Un recorrido musical por la vida de El Greco

EDUARDO TORRICO / EL ARTE DE LA FUGA

Coincidiendo con el cuarto centenario de la muerte de Doménikos Theotokópoulos, el Greco, empiezan a aparecer las primeras novedades discográficas conteniendo músicas que pudieron estar, de una u otra forma, relacionadas con la vida de uno de los mayores genios de la pintura de todos los tiempos. Cierto es que en los aproximadamente trescientos cuadros catalogados que hay de El Greco sólo en media docena de ellos constatamos escenas musicales; por ejemplo, en La Anunciación, lienzo en el que el coro de ángeles tañe varios instrumentos: una viola da gamba, un arpa, un laúd, un virginal y una chirimía. Pero no es menos cierto que el aragonés Jusepe Nicolás Martínez, también pintor, dejó constancia del amor que El Greco sentía por la música. En su tratado teórico sobre pintura barroca intitulado Discursos practicables del nobilísimo arte de la pintura (escrito hacia 1675, aunque no publicado hasta 1853) escribe lo siguiente sobre el artista cretense: “Ganó muchos ducados, más los gastaba en demasiada ostentación de su casa, hasta tener músicos asalariados para cuando comía gozar de toda delicia”.

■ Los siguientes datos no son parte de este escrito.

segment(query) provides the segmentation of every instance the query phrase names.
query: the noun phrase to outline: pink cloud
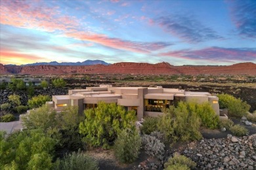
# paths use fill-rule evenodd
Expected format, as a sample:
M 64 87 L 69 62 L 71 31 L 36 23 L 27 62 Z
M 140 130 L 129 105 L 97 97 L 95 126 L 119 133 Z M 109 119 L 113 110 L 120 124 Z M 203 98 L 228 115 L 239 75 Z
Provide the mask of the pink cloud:
M 115 13 L 116 13 L 115 10 L 111 10 L 111 11 L 108 11 L 106 14 L 108 16 L 112 16 L 112 15 L 114 14 Z
M 49 32 L 67 31 L 78 26 L 79 22 L 75 18 L 57 16 L 58 8 L 43 7 L 39 3 L 26 1 L 3 1 L 0 6 L 0 23 Z
M 36 7 L 34 7 L 35 5 Z M 43 4 L 31 3 L 26 1 L 4 1 L 0 8 L 0 23 L 47 32 L 61 31 L 62 35 L 70 38 L 140 53 L 150 53 L 151 50 L 159 50 L 171 45 L 169 43 L 161 42 L 133 42 L 108 37 L 106 35 L 78 31 L 81 26 L 76 18 L 68 16 L 59 16 L 60 12 L 58 11 L 58 8 L 49 8 Z M 13 12 L 14 11 L 17 12 Z M 116 19 L 116 21 L 121 22 L 129 16 L 129 14 L 121 16 Z
M 127 7 L 127 6 L 129 6 L 129 3 L 123 3 L 121 5 L 121 7 Z
M 190 60 L 256 61 L 256 49 L 246 48 L 209 47 L 198 50 L 183 50 L 159 54 Z

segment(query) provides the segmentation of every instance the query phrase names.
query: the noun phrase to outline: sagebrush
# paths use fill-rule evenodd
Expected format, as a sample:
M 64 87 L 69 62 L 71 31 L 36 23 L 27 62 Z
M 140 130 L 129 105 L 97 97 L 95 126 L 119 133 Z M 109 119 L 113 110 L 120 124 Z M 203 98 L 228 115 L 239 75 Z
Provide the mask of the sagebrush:
M 221 128 L 225 128 L 226 129 L 229 130 L 234 126 L 234 122 L 231 119 L 221 120 L 220 120 L 219 126 Z
M 129 163 L 138 158 L 140 147 L 141 137 L 138 131 L 125 129 L 118 134 L 114 150 L 120 162 Z
M 194 169 L 196 166 L 196 163 L 183 155 L 179 155 L 177 152 L 173 157 L 168 159 L 168 162 L 164 163 L 164 167 L 167 168 L 175 164 L 185 165 L 190 169 Z
M 148 155 L 155 156 L 160 160 L 163 158 L 165 145 L 155 136 L 144 135 L 142 146 Z
M 78 150 L 77 152 L 66 154 L 62 160 L 57 160 L 54 169 L 97 170 L 98 166 L 95 159 Z

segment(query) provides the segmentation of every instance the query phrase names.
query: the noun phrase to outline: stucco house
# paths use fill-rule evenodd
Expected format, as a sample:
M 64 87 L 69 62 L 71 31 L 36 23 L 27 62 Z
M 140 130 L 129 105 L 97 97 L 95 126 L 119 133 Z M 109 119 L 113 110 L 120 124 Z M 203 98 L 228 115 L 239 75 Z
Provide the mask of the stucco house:
M 86 89 L 70 90 L 68 95 L 53 95 L 53 101 L 47 104 L 57 111 L 68 105 L 78 106 L 79 114 L 84 110 L 97 107 L 98 101 L 116 103 L 127 110 L 135 110 L 138 120 L 146 116 L 158 116 L 163 114 L 161 109 L 169 107 L 180 101 L 209 102 L 219 115 L 219 98 L 207 92 L 185 92 L 184 90 L 148 87 L 87 87 Z

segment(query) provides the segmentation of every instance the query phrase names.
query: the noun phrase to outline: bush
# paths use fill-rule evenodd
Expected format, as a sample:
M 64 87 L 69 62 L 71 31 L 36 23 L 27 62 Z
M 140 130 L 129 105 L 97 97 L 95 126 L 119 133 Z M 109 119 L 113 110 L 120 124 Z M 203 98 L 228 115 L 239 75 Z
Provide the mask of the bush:
M 196 163 L 190 158 L 186 158 L 183 155 L 179 155 L 177 153 L 175 153 L 174 156 L 169 158 L 168 162 L 165 163 L 164 167 L 167 168 L 169 166 L 175 164 L 184 165 L 190 169 L 194 169 L 196 166 Z
M 163 160 L 165 145 L 160 140 L 154 136 L 144 135 L 142 141 L 143 148 L 148 155 L 156 156 L 160 160 Z
M 14 106 L 20 105 L 20 96 L 18 95 L 13 94 L 8 96 L 9 101 Z
M 45 104 L 47 101 L 51 101 L 51 99 L 50 96 L 48 95 L 39 95 L 37 96 L 33 97 L 31 99 L 29 99 L 28 105 L 31 109 L 37 108 Z
M 225 128 L 227 130 L 229 130 L 234 125 L 233 121 L 230 119 L 224 119 L 220 120 L 219 126 L 221 128 Z
M 237 137 L 242 137 L 248 134 L 248 130 L 244 126 L 239 124 L 233 126 L 229 129 Z
M 138 158 L 140 146 L 141 138 L 138 131 L 123 129 L 115 141 L 115 156 L 120 162 L 132 162 Z
M 199 104 L 193 102 L 186 103 L 190 112 L 195 112 L 201 119 L 202 126 L 210 129 L 218 128 L 219 118 L 210 103 Z
M 62 160 L 57 160 L 54 169 L 56 170 L 96 170 L 98 162 L 80 150 L 76 153 L 66 154 Z
M 145 117 L 142 126 L 140 127 L 140 131 L 142 134 L 149 135 L 151 132 L 158 129 L 158 122 L 159 118 Z
M 228 109 L 228 115 L 241 118 L 246 116 L 250 109 L 246 101 L 242 101 L 240 98 L 236 99 L 228 94 L 218 94 L 219 105 L 221 109 Z
M 14 108 L 15 111 L 16 111 L 18 114 L 22 114 L 28 110 L 28 107 L 24 106 L 24 105 L 20 105 L 17 106 Z
M 62 78 L 54 79 L 52 82 L 55 88 L 63 88 L 66 84 L 66 82 Z
M 116 103 L 99 102 L 97 108 L 85 110 L 85 120 L 79 124 L 79 133 L 90 146 L 102 146 L 108 149 L 117 133 L 126 128 L 135 130 L 137 120 L 134 110 L 125 111 Z
M 179 163 L 176 163 L 174 165 L 169 165 L 165 169 L 165 170 L 190 170 L 190 168 L 189 168 L 186 165 L 181 165 Z
M 41 86 L 43 88 L 48 88 L 48 82 L 47 80 L 43 80 L 41 82 Z
M 156 139 L 160 140 L 160 141 L 163 141 L 163 134 L 158 131 L 154 131 L 151 132 L 150 135 L 155 137 Z
M 0 83 L 0 90 L 5 90 L 7 88 L 7 84 L 5 82 Z
M 11 104 L 9 103 L 5 103 L 1 105 L 1 109 L 3 110 L 8 110 L 11 108 Z
M 196 112 L 190 110 L 189 105 L 179 102 L 177 108 L 173 107 L 163 110 L 164 114 L 158 124 L 160 132 L 166 139 L 188 141 L 202 138 L 199 131 L 200 118 Z
M 51 169 L 52 167 L 55 143 L 41 131 L 16 131 L 0 143 L 0 169 Z
M 256 112 L 255 111 L 253 114 L 249 113 L 247 116 L 246 118 L 247 120 L 250 121 L 254 121 L 256 122 Z
M 12 114 L 8 113 L 1 117 L 1 122 L 10 122 L 15 120 L 15 116 Z

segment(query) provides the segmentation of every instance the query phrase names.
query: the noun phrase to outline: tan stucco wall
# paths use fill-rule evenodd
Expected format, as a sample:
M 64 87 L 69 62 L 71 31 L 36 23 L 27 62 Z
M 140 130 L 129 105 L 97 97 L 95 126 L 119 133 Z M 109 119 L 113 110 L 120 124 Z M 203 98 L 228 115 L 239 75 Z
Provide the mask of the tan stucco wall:
M 210 96 L 208 98 L 209 103 L 211 105 L 213 110 L 215 111 L 215 113 L 219 116 L 219 98 L 217 96 Z M 218 103 L 213 104 L 213 101 L 218 101 Z
M 202 103 L 208 101 L 208 96 L 205 95 L 185 95 L 185 101 L 195 101 L 198 103 Z
M 144 112 L 144 116 L 150 116 L 150 117 L 158 117 L 159 116 L 163 115 L 163 112 Z
M 121 106 L 139 106 L 140 105 L 140 99 L 118 99 L 117 105 Z

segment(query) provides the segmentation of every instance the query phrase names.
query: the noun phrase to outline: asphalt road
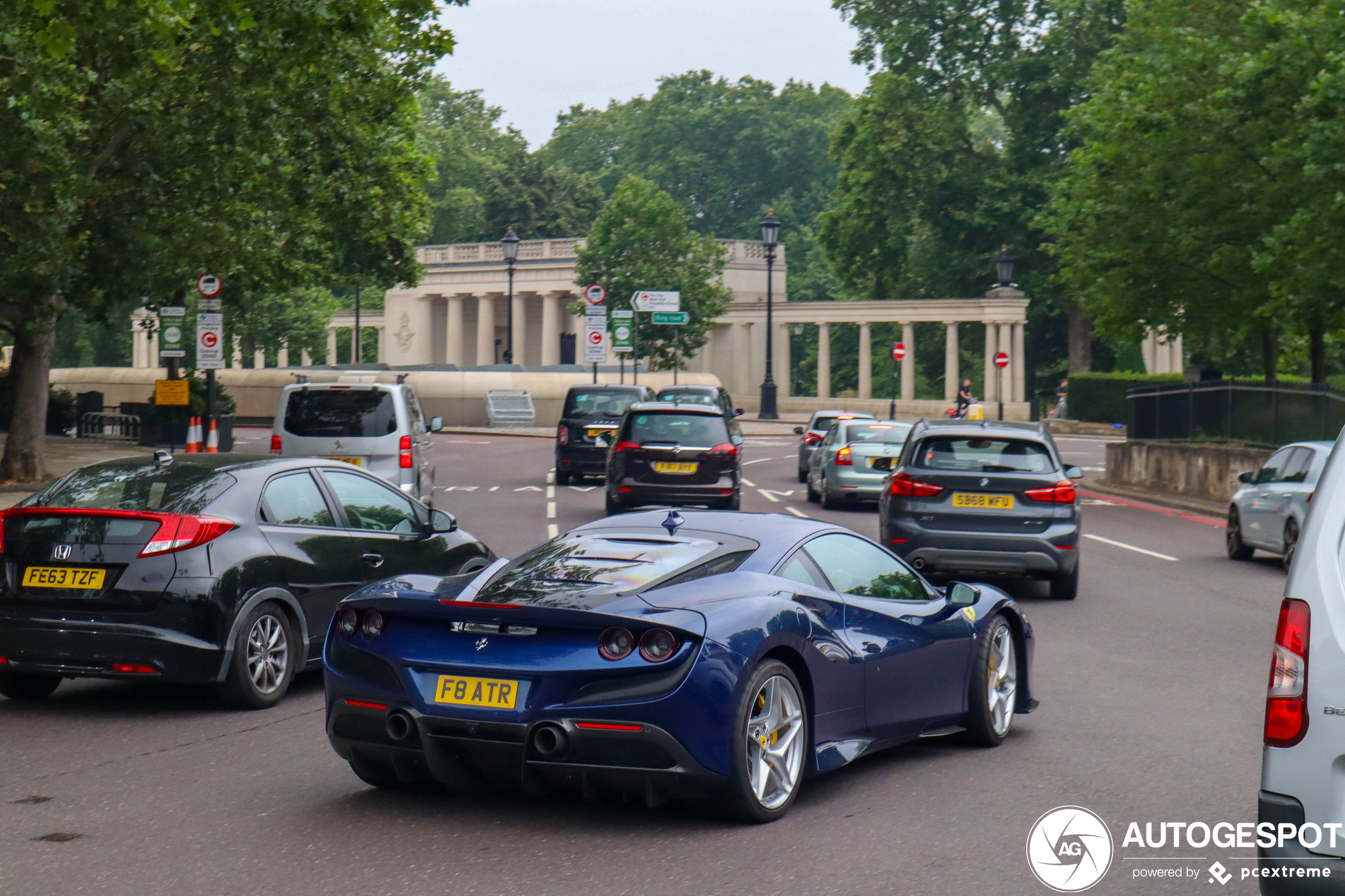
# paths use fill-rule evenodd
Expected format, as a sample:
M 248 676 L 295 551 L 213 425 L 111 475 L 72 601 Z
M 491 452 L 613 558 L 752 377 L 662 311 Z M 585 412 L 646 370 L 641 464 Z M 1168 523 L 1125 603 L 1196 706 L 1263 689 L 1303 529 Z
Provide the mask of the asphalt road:
M 547 485 L 549 441 L 436 438 L 437 505 L 500 555 L 603 513 L 596 482 Z M 1100 441 L 1059 442 L 1100 472 Z M 794 438 L 748 439 L 742 509 L 873 535 L 872 508 L 806 501 L 794 453 Z M 208 689 L 66 682 L 39 704 L 0 699 L 0 893 L 1048 893 L 1024 844 L 1061 805 L 1115 840 L 1089 892 L 1255 892 L 1237 879 L 1252 850 L 1122 837 L 1131 821 L 1255 821 L 1283 572 L 1225 559 L 1212 521 L 1084 502 L 1085 532 L 1107 541 L 1083 544 L 1079 599 L 1009 584 L 1036 627 L 1041 708 L 997 750 L 943 739 L 862 758 L 749 827 L 677 805 L 373 790 L 327 744 L 320 674 L 253 713 Z M 34 840 L 52 833 L 81 837 Z M 1206 883 L 1216 858 L 1224 887 Z M 1198 880 L 1135 877 L 1182 865 Z

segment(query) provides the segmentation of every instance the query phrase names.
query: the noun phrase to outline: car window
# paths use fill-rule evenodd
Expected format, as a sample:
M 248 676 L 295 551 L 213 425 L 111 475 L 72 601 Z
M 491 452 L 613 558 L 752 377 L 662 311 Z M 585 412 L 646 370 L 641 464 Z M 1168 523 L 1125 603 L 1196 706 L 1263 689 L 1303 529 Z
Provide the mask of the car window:
M 843 594 L 889 600 L 923 600 L 920 579 L 882 548 L 853 535 L 823 535 L 803 549 L 831 587 Z
M 264 492 L 266 521 L 281 525 L 336 525 L 321 490 L 308 473 L 292 473 L 270 481 Z
M 972 473 L 1046 473 L 1056 469 L 1041 442 L 939 435 L 916 451 L 916 466 Z
M 410 498 L 355 473 L 323 470 L 352 529 L 412 533 L 420 529 Z

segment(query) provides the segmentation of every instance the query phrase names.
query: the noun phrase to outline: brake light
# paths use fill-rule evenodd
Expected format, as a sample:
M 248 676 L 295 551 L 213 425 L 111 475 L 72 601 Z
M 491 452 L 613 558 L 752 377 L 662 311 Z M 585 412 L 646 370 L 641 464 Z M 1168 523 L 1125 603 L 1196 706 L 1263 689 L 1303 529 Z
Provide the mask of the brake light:
M 913 480 L 908 473 L 893 473 L 892 485 L 889 486 L 892 494 L 907 494 L 916 498 L 932 498 L 933 496 L 943 492 L 942 485 L 935 485 L 933 482 L 921 482 L 920 480 Z
M 1266 688 L 1266 746 L 1293 747 L 1307 733 L 1307 634 L 1311 611 L 1284 598 L 1275 626 L 1275 650 Z
M 221 520 L 215 516 L 187 516 L 174 513 L 156 513 L 159 517 L 159 531 L 149 537 L 149 543 L 140 548 L 143 557 L 155 553 L 172 553 L 198 548 L 207 541 L 214 541 L 237 524 L 231 520 Z
M 1028 489 L 1025 497 L 1033 501 L 1056 501 L 1057 504 L 1075 502 L 1075 484 L 1071 480 L 1061 480 L 1045 489 Z

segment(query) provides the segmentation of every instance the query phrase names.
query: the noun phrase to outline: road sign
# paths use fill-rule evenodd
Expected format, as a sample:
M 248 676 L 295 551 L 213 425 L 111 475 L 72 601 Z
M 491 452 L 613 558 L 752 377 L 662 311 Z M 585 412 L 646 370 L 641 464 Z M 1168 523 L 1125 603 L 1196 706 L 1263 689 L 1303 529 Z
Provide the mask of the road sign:
M 196 314 L 196 369 L 225 369 L 225 316 L 214 312 Z
M 679 312 L 682 310 L 682 293 L 660 293 L 650 289 L 642 289 L 631 297 L 631 308 L 638 312 Z
M 202 274 L 196 278 L 196 292 L 206 298 L 214 298 L 219 296 L 219 290 L 225 287 L 225 281 L 219 279 L 214 274 Z
M 155 404 L 190 404 L 187 380 L 155 380 Z

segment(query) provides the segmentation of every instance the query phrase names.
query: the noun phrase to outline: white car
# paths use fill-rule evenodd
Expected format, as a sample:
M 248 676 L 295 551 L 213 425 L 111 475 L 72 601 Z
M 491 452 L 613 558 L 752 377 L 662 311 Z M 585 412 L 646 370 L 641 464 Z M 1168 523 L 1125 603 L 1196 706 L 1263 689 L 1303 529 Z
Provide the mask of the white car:
M 1345 450 L 1337 441 L 1284 583 L 1266 695 L 1258 801 L 1258 822 L 1271 822 L 1276 832 L 1283 830 L 1280 825 L 1294 825 L 1295 832 L 1306 825 L 1307 830 L 1283 845 L 1276 837 L 1275 846 L 1258 846 L 1263 873 L 1276 875 L 1259 879 L 1262 893 L 1345 893 L 1342 537 Z
M 375 379 L 346 376 L 336 383 L 286 386 L 272 424 L 270 453 L 354 463 L 430 506 L 430 433 L 444 420 L 425 419 L 416 391 L 401 376 L 397 383 L 371 382 Z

Carles Magraner y Capella de Ministrers proponen en este disco un viaje musical desde Grecia (Candía) hasta España (Madrid y Toledo), pasando por Italia (Venecia y Roma), los tres países en el que residió El Greco, viaje en el que quedan reflejadas las distintas etapas de su formación y de su producción artística. En este recorrido, lo popular y lo culto van de la mano, al igual que lo sacro y lo profano, que lo vocal y lo instrumental, que lo medieval y lo renacentista, que el espíritu de la Contrarreforma y el manierismo… No hay ninguna prueba de que El Greco escuchara muchas o pocas de las piezas que configuran el programa, pero tampoco sería aventurado afirmar que todas o, al menos, algunas de ellas le fueron familiares, habida cuenta de su condición de melómano, aunque no de entendido en esta arte, pues bien claro lo dejó en la contundente nota que escribió en los márgenes de un ejemplar de I dieci libri dell’architettura, de Vitruvio, que se hallaba en su biblioteca: “Yo de música no sé”.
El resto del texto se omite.